September 13, 2014 by AK
The great Russian fabulist Ivan Krylov creatively retold La Fontaine and Aesop but The Geese seems to be original. Faced with the prospect of being sold in the market for food, a gaggle of geese protest that they are descended from the Capitoline Geese of Rome, who had saved it from the Gauls in 365 B.C., and deserve to be spared. The farmer wonders if the fowl have any achievements of their own, detects none and decrees them “only fit for the stew”.
In arguments over the Perugia murder case or the conviction of Italian seismologists, advocates of Italy’s legal system would sometimes remark that it is 2,000 years old and Cicero flourished when Anglo-Saxons still lived in caves. That gets me thinking of the geese at once, and of the anonymous Italian magistrate quoted by Piero Calamandrei in A Eulogy for Judges (1935):
It may be that half of the sentences handed down are unjust… and therefore half of those in prison are innocent; but by the same reasoning half of those acquitted and set free are in fact guilty and should be in prison… [I]t’s important to look at the bigger picture and understand that every error is compensated by another in the opposite direction. So the scales of justice are in balance and we judges can sleep easy at night.
Cicero would have recognized this Lottery-in-Babylon approach as an extension of his own, no doubt.

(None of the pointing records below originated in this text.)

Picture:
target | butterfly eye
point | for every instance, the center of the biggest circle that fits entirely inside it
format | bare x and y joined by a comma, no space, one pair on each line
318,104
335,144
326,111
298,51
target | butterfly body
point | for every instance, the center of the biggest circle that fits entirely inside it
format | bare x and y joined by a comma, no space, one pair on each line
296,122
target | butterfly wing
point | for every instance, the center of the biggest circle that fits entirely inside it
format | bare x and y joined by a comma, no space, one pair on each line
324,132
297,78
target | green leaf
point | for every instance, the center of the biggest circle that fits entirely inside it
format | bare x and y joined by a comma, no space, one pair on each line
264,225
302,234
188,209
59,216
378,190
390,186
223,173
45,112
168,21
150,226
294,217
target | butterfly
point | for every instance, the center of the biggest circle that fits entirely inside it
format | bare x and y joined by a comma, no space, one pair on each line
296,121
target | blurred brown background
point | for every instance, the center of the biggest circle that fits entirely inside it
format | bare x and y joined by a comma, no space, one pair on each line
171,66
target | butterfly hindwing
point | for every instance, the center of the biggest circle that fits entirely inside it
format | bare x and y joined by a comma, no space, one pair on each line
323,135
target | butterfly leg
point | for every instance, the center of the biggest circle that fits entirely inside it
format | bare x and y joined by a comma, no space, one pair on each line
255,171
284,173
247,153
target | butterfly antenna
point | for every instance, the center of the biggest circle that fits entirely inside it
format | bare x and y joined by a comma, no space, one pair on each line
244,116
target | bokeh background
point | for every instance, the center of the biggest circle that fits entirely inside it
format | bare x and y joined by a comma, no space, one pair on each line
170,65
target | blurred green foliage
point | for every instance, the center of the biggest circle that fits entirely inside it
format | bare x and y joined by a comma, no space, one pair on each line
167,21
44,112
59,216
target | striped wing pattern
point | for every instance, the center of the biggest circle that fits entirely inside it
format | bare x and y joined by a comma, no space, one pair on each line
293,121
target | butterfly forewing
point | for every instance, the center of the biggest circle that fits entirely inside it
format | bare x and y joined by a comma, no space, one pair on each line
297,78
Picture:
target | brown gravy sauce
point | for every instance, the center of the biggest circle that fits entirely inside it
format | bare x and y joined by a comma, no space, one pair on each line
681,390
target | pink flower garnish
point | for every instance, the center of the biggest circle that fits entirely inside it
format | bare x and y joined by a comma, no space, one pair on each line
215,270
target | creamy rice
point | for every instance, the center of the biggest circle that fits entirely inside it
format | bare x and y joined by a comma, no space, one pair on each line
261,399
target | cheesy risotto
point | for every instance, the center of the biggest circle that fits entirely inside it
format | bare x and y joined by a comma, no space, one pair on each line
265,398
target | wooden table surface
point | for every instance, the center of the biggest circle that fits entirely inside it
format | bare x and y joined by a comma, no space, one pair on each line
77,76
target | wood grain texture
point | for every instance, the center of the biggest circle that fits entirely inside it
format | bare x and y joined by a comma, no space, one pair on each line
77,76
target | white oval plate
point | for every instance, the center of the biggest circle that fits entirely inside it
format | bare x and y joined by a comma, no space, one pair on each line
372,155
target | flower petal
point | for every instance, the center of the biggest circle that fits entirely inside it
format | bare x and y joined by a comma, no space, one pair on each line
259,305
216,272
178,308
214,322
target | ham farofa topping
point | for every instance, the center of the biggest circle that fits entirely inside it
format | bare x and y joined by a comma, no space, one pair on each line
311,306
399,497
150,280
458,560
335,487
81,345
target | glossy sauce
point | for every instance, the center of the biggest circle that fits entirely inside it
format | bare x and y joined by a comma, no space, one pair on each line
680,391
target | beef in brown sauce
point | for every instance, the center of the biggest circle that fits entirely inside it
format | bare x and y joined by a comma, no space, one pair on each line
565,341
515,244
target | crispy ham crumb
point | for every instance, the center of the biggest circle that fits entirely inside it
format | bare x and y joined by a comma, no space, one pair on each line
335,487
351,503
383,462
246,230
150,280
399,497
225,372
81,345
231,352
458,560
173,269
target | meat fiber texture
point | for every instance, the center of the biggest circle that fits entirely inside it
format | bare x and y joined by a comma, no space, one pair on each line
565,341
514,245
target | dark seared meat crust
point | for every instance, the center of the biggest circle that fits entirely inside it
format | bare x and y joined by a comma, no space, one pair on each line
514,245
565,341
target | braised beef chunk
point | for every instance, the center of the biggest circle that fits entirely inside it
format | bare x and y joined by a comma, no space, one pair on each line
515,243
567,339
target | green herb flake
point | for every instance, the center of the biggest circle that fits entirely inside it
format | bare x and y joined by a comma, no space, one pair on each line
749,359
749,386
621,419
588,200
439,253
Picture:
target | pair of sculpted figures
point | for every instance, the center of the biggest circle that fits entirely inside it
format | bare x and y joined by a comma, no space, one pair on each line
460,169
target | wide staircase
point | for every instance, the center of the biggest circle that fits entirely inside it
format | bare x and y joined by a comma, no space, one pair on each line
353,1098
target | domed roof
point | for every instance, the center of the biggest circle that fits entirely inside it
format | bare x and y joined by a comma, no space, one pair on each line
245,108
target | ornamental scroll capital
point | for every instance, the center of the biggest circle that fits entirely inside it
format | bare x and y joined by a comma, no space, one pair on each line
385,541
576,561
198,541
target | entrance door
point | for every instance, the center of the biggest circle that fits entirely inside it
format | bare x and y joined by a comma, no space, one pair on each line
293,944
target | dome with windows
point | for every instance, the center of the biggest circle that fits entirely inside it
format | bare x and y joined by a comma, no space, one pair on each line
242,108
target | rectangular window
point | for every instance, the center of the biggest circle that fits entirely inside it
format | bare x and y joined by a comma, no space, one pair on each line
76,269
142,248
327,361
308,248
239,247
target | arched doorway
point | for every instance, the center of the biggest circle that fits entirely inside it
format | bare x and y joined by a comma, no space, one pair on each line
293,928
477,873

I don’t argue with Russians much online these days – I lose my cool too quickly in the face of insanity. But like some of the Italians, proponents of the Russian Universe (Russky mir) imagine themselves to be direct descendants of the greats. “Ours is the culture of Pushkin and Tolstoy,” they claim without understanding much of either, and tend to confuse their bastardized, Soviet idea of Russian culture with the real thing.
Their version of Eastern Christianity also tends to be a bastardization. In 2009 Putin visited the personal gallery of a Russian painter known for “spiritual” and “patriotic” kitsch. One painting depicted the saints Boris and Gleb, the Kievan princes who were murdered on the orders of their elder brother Svyatopolk (“the Accursed”) and declined to resist their killers. Putin remarked that Boris and Gleb were saints but “one must fight for oneself, for one’s country – they gave it up without a struggle… This cannot be an example for us – they lay down and waited to be killed.”
Heads of state do not have to endorse extreme non-violence, of course, but Putin either did not know much about Boris and Gleb or consciously denigrated the two young men who – as the legend goes – chose to die rather than perpetuate violence in a bloody feud. It’s remarkable considering that Boris and Gleb were widely venerated in old Russia, as evidenced by the large number of settlements and churches bearing their name (Borisoglebsky).
Boris and Gleb were the first native saints canonized by the Greek Church after the baptism of Kievan Rus. According to the chronicles and hagiographers, they did exactly as written, “But I say unto you, That ye resist not evil: but whosoever shall smite thee on thy right cheek, turn to him the other also.” That type of martyrdom was new to the Byzantines, who hesitated whether they should canonize the barbarian princes whose martyrdom did not conform to established patterns of sainthood. According to Georgy Fedotov, in the “passion bearer category of sainthood… we are in the very core of the Russian religious world. Many a Russian saint was canonized for the only obvious reason: his violent death.”